Nie chcą masztu w Jagniątkowie
Mieszkańcy Jagniątkowa od 2003 r. walczą o likwidację istniejącego masztu. Teraz są bliscy celu jak nigdy. Dotarli do dokumentów, z których wynika, że lokalne przepisy ochrony środowiska zabraniają stawiania takich urządzeń. W efekcie budowa drugiego masztu została wstrzymana. A prokuratura bada, jak to się stało, że urzędnicy z jeleniogórskiego magistratu dopuścili do budowy obu obiektów.
Ireneusz Joks z Urzędu Miasta w Jeleniej Górze zapewnia, że pozwolenia na budowę masztów zostały wydane zgodnie z prawem. Tyle że na podstawie nieprawdziwych dokumentów dostarczonych przez inne wydziały urzędu. Jeśli zapadnie decyzja o likwidacji nadajnika w Jagniątkowie, żadna sieć komórkowa nie będzie miała zasięgu w tej dzielnicy. A jest to najbardziej wysokogórska i turystycznie atrakcyjna dzielnica Jeleniej Góry.

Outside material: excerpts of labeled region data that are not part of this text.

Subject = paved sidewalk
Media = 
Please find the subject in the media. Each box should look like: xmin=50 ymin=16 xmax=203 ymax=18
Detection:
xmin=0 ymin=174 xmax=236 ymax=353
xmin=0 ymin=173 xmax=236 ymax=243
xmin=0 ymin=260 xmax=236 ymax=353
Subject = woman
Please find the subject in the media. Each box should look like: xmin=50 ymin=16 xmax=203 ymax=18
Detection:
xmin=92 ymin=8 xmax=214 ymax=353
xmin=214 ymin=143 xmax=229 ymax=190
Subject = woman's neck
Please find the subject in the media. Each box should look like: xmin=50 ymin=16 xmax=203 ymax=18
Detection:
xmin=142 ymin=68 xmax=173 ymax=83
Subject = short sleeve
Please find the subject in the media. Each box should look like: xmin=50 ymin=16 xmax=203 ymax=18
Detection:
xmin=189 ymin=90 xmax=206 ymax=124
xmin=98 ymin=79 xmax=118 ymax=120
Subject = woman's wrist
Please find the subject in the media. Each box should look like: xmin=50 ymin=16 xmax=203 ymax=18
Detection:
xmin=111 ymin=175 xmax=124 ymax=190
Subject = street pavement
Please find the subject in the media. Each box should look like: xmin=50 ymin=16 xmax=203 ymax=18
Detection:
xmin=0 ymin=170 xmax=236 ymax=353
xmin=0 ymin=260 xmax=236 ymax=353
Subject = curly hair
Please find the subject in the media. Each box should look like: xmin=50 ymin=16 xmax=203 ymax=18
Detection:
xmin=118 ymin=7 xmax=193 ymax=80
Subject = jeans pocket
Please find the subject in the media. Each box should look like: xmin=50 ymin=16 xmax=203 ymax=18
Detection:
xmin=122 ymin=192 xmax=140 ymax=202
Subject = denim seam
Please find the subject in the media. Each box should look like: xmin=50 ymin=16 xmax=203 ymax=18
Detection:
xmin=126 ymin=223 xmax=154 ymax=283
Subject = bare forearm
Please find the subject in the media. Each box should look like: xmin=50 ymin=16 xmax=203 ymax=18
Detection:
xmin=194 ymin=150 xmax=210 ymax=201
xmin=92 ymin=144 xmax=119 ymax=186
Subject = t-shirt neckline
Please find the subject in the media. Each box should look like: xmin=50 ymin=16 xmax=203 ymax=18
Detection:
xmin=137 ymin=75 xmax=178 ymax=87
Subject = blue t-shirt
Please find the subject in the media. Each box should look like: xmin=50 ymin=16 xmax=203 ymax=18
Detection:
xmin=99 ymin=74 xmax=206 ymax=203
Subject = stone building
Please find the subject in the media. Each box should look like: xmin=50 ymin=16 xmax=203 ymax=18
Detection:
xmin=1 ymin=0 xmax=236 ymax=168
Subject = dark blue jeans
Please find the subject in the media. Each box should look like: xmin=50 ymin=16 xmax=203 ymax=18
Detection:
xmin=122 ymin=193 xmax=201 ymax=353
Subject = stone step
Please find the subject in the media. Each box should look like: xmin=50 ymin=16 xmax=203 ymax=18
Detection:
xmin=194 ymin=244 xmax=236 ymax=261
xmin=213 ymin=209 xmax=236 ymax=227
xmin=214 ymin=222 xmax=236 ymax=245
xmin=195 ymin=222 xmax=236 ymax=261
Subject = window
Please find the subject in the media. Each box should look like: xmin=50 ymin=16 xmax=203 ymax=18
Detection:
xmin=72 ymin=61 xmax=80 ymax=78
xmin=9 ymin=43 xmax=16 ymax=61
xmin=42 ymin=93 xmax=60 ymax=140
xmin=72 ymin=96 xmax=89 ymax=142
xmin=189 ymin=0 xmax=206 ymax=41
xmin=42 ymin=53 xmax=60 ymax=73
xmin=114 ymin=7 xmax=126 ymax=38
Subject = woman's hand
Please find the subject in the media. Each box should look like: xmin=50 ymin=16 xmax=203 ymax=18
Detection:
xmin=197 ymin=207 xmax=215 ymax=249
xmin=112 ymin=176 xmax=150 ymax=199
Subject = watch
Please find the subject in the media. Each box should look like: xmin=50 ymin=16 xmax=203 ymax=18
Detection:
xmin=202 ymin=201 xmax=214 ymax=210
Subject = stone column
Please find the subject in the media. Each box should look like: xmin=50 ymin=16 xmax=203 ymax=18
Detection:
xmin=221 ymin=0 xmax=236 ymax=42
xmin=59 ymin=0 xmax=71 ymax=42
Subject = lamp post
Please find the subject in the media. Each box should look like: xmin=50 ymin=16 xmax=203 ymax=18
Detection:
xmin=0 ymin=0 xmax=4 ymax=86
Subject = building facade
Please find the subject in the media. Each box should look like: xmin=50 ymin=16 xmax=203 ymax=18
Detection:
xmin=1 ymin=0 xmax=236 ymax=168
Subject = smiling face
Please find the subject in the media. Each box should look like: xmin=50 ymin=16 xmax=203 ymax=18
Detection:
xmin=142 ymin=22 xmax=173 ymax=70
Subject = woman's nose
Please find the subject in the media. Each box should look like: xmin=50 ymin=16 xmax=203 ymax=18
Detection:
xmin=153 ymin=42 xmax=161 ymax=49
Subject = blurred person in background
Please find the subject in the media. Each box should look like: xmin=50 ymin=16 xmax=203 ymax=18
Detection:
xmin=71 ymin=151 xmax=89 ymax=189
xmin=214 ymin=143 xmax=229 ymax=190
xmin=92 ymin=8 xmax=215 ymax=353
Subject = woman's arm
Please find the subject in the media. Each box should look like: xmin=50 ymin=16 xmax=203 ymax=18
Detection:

Mieszkańcy są już gotowi rozbierać maszt. Zawiązali nawet stowarzyszenie przeciw elektroskażeniom. Tymczasem Jarosław Maciejak, właściciel działki, na której stoi urządzenie, nie chce pozwolić na żadną rozbiórkę. Mówi, że na nadajniku trwają obecnie prace modernizacyjne i nic nie wskazuje na to, by miał on zostać rozebrany.